A ream of paper weighs 2.5 kg, how do I know? Well, last week I weighed the paperwork of all the claimants I had seen that week. It came to 15 kg! Admittedly one of them was a desktop review and the paperwork for that weighed 7 kg alone, I was sent it the previous week but had no time to get to it until last week.. So I was sent 3000 pages (approximately) to wade through. On talking to my colleagues I realised we are all facing this avalanche of paper. The impression I get is that there is no culling process, rather a junior person is sent with a file and told to photocopy it and ‘send it off to Epstein’. Some of the paperwork includes hospital notes with handwriting that is frequently illegible and with acronyms that are unintelligible. With the tendency for health groups to be set up even the heading on the paper gives no indication as to where the person was at the time, in a hospital, a mental health clinic, or where?

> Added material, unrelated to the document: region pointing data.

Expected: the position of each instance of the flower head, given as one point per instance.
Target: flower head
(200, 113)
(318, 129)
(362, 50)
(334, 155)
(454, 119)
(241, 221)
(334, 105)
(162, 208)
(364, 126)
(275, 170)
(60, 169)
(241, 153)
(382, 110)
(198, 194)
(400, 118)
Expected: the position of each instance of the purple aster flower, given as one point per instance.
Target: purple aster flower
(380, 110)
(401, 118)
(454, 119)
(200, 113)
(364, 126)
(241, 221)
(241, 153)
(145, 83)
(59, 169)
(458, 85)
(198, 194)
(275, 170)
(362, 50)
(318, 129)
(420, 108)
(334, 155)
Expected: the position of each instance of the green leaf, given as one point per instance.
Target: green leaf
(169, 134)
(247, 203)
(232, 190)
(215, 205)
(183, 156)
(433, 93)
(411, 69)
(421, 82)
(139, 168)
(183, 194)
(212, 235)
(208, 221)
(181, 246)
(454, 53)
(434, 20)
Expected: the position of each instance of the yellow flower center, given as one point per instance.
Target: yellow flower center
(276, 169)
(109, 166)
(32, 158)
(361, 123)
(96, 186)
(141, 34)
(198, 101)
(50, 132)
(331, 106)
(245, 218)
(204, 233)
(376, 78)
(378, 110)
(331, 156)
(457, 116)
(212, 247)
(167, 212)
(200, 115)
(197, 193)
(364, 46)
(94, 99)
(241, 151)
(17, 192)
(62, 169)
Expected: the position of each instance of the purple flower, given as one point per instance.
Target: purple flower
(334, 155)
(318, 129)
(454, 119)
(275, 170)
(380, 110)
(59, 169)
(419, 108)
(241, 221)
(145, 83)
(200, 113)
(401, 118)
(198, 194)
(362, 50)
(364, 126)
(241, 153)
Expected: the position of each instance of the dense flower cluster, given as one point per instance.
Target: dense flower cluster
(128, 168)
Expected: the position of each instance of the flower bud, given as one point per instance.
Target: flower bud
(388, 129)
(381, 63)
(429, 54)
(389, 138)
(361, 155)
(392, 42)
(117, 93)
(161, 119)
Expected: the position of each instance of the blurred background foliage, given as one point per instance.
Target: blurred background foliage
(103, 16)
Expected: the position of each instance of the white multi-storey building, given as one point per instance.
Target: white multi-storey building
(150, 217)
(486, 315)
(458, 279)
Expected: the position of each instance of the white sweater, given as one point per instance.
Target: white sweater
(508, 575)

I was able to decipher some of the acronyms using the Internet. I have similar problems with the acronyms used by other health professionals. It took me some time to work out what a SLAP lesion was. (It is something to do with a split in the labrum surrounding the shoulder joint.)
There are several points arising from this, one is I never get paid for the amount of time I spend reading this paperwork. The second is that a lot of the paperwork is quite useless, the third is that the only people who seem to write a reasonable history are the psychiatrists. It is amazing the number of reports I receive that are undated so I have no idea when the claimant saw that person. It is not uncommon to get an undated report from a psychologist that may mention the first interview date but gives no idea of the frequency of the treatment or if the claimant is still being treated, but there are three or four pages taken from the DSM IV giving the diagnosis!
I have adopted a few tactics to deal with this. I do not read handwritten notes because most of the them are illegible and an incredible waste of time. I charge for the number of pages I’ve been sent. I dispose of all the documentation provided immediately after the report has been released (it is physically impossible to keep this stuff) and I encourage people who send me work to be a little more selective.
I would be interested in your experiences in dealing with this avalanche.